The irony of financing... In 2017 I had an 800+ credit score, and could have gotten a loan easy! But I didn't need the money.
Now that I actually NEED the money, my credit score is in the low 600s and banks won't even return my call.
I spent most of last year trying to refinance my house and use the equity to pay off high-interest loans, which would have lowered my monthly overhead by close to $1,000. After about TEN months of working with the bank, one day they just stopped replying to my emails.
I dug up a URL you once shared with me. Are you sure that blocking all traffic from outside the US is not hurting you ad revenue? Sometimes local content can be helpful to outsiders (or maybe the click ads if the content's not helpful), and people do travel, emigrate, etc.
I'm not really 100% sure, no. I have a handful of expats that I have manually whitelisted, but of course I could be blocking 1,000 others and not know it.

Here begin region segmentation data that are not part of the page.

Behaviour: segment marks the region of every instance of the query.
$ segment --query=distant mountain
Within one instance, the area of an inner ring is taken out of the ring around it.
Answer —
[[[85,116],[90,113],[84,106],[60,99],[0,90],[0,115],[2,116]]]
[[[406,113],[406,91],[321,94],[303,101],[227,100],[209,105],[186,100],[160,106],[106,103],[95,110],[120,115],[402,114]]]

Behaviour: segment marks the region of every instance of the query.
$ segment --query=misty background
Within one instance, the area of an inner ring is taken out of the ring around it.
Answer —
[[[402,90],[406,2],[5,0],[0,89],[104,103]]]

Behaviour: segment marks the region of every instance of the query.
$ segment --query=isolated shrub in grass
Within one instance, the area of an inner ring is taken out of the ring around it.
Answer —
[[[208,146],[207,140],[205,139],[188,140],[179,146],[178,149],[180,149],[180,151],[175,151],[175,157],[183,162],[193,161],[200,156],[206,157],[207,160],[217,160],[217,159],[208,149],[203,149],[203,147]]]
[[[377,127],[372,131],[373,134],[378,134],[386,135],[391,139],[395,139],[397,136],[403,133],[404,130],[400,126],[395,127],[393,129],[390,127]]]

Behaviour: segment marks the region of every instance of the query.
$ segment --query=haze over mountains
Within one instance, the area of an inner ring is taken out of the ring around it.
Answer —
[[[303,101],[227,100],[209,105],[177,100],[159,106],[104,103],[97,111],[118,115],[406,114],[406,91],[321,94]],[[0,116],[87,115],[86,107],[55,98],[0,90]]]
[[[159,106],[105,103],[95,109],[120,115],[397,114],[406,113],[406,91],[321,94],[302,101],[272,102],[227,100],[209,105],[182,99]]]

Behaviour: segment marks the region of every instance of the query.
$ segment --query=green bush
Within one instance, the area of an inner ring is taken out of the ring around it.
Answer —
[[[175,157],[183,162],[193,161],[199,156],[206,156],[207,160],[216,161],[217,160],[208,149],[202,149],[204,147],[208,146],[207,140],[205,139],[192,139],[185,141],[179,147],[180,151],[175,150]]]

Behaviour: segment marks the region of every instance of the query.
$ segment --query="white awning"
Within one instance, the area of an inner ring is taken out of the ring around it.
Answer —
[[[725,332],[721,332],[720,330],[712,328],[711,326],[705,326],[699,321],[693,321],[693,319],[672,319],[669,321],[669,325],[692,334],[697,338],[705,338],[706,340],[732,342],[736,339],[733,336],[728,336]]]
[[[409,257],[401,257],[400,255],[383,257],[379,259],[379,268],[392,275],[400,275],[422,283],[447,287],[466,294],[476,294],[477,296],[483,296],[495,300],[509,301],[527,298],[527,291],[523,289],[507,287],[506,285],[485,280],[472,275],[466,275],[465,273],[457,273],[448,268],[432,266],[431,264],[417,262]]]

Blocking non-US traffic has cut my spam and scams posted by 90%, though, so I've been looking at it as "minor sacrifice for the sake of improved quality". I could be wrong, of course, but I really don't know how to be sure.
Finally, I don't know what it's like in the US, but over here anyone financially affected by the covid crisis can ask for a subsidy or a loan from the government.
The government here, man... don't get me started. They offered such a plan, but the money was almost immediately snatched up by millionaires and friends of politicians. Small businesses were able to get very little assistance.
I was able to get a $25,000 loan, which is why I'm still afloat right now. But it's just a loan, and the payments begin next year, so it's just borrowing time and going to make it even harder to recover when I have to start coming up with that payment.
To the OP: You say that a lot of your local advertisers have closed (for good?) because of covid, but at the same time you're saying that a lot of local advertisers are on fecebook, - can both statements be correct?
@SumGuy, I might have misspoken... I've seen maybe 2 local businesses with a
paid ad on Facebook, I meant that they promote their business by posting regularly and making near-constant updates.
For years, I had a steady list of about 100 regular advertisers. It would ebb and flow a little, but once we had 100 I would stop trying to get more because I wanted them to all have good results and not overflood the market.
That started to go down a little in 2017, then a little more in 2018, and so on. I live in an area that's suffered a bit with the economy that's gotten increasingly weaker: chain stores and restaurants have closed, others have been nervous and began hoarding their advertising money, bigger manufacturers that used to advertise job openings have either closed or relocated... As of January 2020, almost all of my advertisers were small businesses that typically only advertise for one month, so it's a lot more work for the same money.
Then when COVID hit, a lot of them were forced to close by government order (restaurants, gyms, salons, etc). The ones that were still open had their customer base cut, too, so of course they stopped paying.
I've reached out to old advertisers and people I see posting on Facebook, and offered huge discounts, free months, etc. But I've had surprisingly few takers, and I honestly can't explain that one.
Throwing back to @lammert's earlier question, I'd almost forgotten that in January I started to offer an ad option to take over the above-the-fold Adsense banner for a flat rate for a full day. The CPM rate was $0.15, but I would still stand to almost triple what I'm getting from Adsense for that location.
That never actually got off the ground because I stopped promoting it in March, but I feel like it has some potential with the right clients. I really wish that I could figure out how to use Google's Ad Manager to let clients bid and compete with Adsense with their own budget, but that one's gone way over my head.